FBI agents arrested a 20-year-old convert to Islam at the Canadian border early Monday morning as he tried to cross into Canada. Nicholas Teausant, who now goes by the name Assad, hoped to get to Syria to fight alongside the most radical, violent jihadist group fighting dictator Bashar al-Assad.
Teausant is a private in the National Guard facing discharge. According to a criminal complaint charging him with attempting to provide material support to terrorists, he never attended basic training.
But he boasted that he could bring skills "most brothers wouldn't particularly have" to the Islamic State of Iraq and Syria (ISIS). Al-Qaida disavowed the group in February and demanded it leave Syria.
Teausant seemed especially determined to join the group and its jihad, telling an FBI informant to stop trying to talk him out of it, an affidavit attached to the complaint said. Neither his parents nor his girlfriend knew his plans, he told the informant. His girlfriend would turn him in if she found out. He also expressed a willingness to kill his mother if she tried to stop him.
"I love her," he said, "but she's still a kufar [infidel or non-believer]."

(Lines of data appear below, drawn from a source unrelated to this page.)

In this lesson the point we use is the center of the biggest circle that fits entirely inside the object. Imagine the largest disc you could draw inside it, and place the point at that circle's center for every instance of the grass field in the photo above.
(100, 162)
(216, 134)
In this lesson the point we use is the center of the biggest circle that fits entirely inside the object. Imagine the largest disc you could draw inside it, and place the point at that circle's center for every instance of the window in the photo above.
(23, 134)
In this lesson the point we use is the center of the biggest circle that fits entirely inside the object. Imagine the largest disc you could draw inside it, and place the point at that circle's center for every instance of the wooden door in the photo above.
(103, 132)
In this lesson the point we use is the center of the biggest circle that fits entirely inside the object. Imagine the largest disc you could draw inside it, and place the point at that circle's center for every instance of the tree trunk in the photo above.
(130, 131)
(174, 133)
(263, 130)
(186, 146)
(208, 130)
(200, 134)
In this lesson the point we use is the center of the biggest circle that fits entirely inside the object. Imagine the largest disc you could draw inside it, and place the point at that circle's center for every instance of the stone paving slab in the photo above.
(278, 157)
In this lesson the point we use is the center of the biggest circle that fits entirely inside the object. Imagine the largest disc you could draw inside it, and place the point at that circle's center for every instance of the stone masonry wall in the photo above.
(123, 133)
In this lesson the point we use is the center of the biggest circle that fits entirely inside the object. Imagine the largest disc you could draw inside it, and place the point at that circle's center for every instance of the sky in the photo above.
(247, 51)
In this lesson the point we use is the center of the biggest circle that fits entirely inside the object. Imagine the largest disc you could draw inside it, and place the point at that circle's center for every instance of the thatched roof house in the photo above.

Teausant told the informant that he made a point of keeping his radical views a secret. His Twitter and Facebook accounts do portray someone starkly at odds with the man described in the affidavit. His Twitter profile describes himself as "Muslim, Army, Father, and Lonely. to rethink my life and try to be better person". Most recent posts deal with video gaming. A Facebook posting from last Thursday expressed shock at learning "my closest friend has never seen/heard of Starwars ever...Blasphemy!!!"
He converted to Islam about two years ago. "I promote Jihad, Not terrorism," he wrote on a personal blog Jan. 8, "and yes there is a difference." But he also read al-Qaida's Inspire magazine and investigated ways to carry out some of the ideas it suggested.
"I despise america and want its down fall but yeah haha. Lol," he wrote last May. "I been part of the army for two years now and I would love to join Allah's army but I don't even know how to start."
During a Feb. 10 meeting, he told the informant he did not plan to come back to the United States. "I'm going to be a commander and I'm going to be on the front of every single newspaper in the country," he said. In a later meeting, he said he wanted to get to Syrian before ISIS launched an anticipated offensive against another anti-Assad group, the Free Syrian Army.
FBI agents watched him board an Amtrak train Saturday night in Lodi, Cal. Sunday night, he boarded a bus in Seattle that would take him into Canada. FBI agents arrested him at a border crossing in Blaine, Wash.
The charge carries a maximum 15-year prison sentence if Teausant is convicted.